School of Chemistry and Australian Research Council Centre of Excellence for Innovations in Peptide and Protein Science, The University of Sydney, Sydney, NSW 2006, Australia.
Faculty of Chemistry, Institute of Biological Chemistry, University of Vienna, Vienna, Austria.
Angew Chem Int Ed Engl. 2022 May 9;61(20):e202200163. doi: 10.1002/anie.202200163. Epub 2022 Mar 9.
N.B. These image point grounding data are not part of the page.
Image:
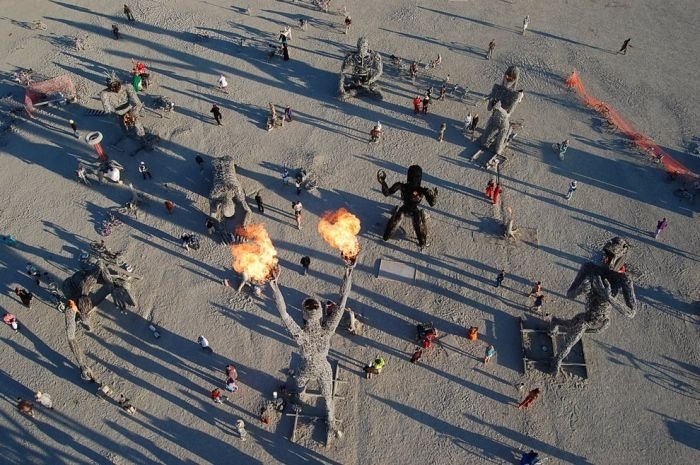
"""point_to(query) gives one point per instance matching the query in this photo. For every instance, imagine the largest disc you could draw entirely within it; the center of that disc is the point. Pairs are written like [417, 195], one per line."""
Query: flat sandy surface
[640, 401]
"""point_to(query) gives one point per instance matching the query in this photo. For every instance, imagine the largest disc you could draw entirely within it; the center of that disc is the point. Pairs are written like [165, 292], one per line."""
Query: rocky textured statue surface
[503, 101]
[601, 284]
[412, 194]
[314, 340]
[360, 72]
[226, 189]
[87, 288]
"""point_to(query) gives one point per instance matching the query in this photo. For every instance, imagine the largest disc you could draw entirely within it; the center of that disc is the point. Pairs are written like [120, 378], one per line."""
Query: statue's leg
[326, 381]
[420, 225]
[394, 222]
[574, 334]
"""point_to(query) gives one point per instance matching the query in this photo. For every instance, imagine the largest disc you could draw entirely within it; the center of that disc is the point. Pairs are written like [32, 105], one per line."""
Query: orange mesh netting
[642, 141]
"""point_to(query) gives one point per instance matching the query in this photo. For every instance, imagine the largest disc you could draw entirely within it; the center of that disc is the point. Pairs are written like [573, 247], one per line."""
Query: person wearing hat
[44, 399]
[145, 172]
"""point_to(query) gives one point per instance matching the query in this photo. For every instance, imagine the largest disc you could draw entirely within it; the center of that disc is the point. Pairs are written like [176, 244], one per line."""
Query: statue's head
[363, 46]
[614, 252]
[311, 311]
[414, 176]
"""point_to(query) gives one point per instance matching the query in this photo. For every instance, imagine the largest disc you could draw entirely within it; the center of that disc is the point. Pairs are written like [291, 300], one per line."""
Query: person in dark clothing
[216, 111]
[25, 296]
[127, 12]
[499, 279]
[625, 46]
[305, 263]
[258, 200]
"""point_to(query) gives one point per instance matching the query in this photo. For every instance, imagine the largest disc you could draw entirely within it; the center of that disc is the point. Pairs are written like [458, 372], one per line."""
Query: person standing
[441, 132]
[492, 46]
[497, 191]
[490, 188]
[240, 429]
[44, 399]
[305, 264]
[490, 352]
[145, 172]
[529, 399]
[25, 296]
[74, 127]
[297, 207]
[417, 102]
[258, 200]
[127, 12]
[474, 125]
[660, 226]
[223, 84]
[625, 46]
[216, 111]
[500, 277]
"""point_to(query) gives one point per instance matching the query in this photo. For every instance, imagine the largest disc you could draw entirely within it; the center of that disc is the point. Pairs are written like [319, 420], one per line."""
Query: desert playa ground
[640, 401]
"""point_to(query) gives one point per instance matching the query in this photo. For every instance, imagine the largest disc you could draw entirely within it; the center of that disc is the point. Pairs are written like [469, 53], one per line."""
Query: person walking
[127, 12]
[474, 125]
[145, 172]
[44, 399]
[490, 188]
[223, 84]
[500, 277]
[660, 226]
[210, 226]
[625, 45]
[297, 207]
[10, 320]
[216, 111]
[441, 132]
[74, 127]
[497, 191]
[25, 296]
[529, 399]
[467, 123]
[240, 429]
[417, 355]
[490, 352]
[526, 23]
[492, 46]
[305, 263]
[417, 102]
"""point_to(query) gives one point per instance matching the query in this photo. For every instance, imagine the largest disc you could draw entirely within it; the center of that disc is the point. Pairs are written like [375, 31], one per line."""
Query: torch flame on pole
[340, 229]
[257, 258]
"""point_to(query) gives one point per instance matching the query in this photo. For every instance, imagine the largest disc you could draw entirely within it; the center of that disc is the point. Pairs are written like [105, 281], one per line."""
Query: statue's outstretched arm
[289, 323]
[577, 288]
[334, 320]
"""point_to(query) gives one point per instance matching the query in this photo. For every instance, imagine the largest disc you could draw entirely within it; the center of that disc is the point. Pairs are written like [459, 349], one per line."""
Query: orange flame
[340, 229]
[257, 258]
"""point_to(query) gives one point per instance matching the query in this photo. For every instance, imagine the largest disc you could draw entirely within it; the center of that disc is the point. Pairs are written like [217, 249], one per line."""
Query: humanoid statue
[314, 339]
[225, 190]
[601, 284]
[360, 72]
[412, 194]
Herein, we describe the development and application of a novel expressed protein selenoester ligation (EPSL) methodology for the one-pot semi-synthesis of modified proteins. EPSL harnesses the rapid kinetics of ligation reactions between modified synthetic selenopeptides and protein aryl selenoesters (generated from expressed intein fusion precursors) followed by in situ chemoselective deselenization to afford target proteins at concentrations that preclude the use of traditional ligation methods. The utility of the EPSL technology is showcased through the efficient semi-synthesis of ubiquitinated polypeptides, lipidated analogues of the membrane-associated GTPase YPT6, and site-specifically phosphorylated variants of the oligomeric chaperone protein Hsp27 at high dilution.
在此,我们描述了一种新颖的表达蛋白硒酯连接(EPSL)方法的开发和应用,用于修饰蛋白的一锅半合成。EPSL 利用修饰后的合成硒肽与蛋白芳基硒酯(由表达的内含肽融合前体生成)之间的快速连接反应动力学,然后进行原位化学选择性脱硫,以在排除传统连接方法使用的浓度下获得目标蛋白。通过高效半合成泛素化多肽、膜相关 GTP 酶 YPT6 的脂化类似物以及寡聚伴侣蛋白 Hsp27 的定点磷酸化变体,展示了 EPSL 技术的实用性。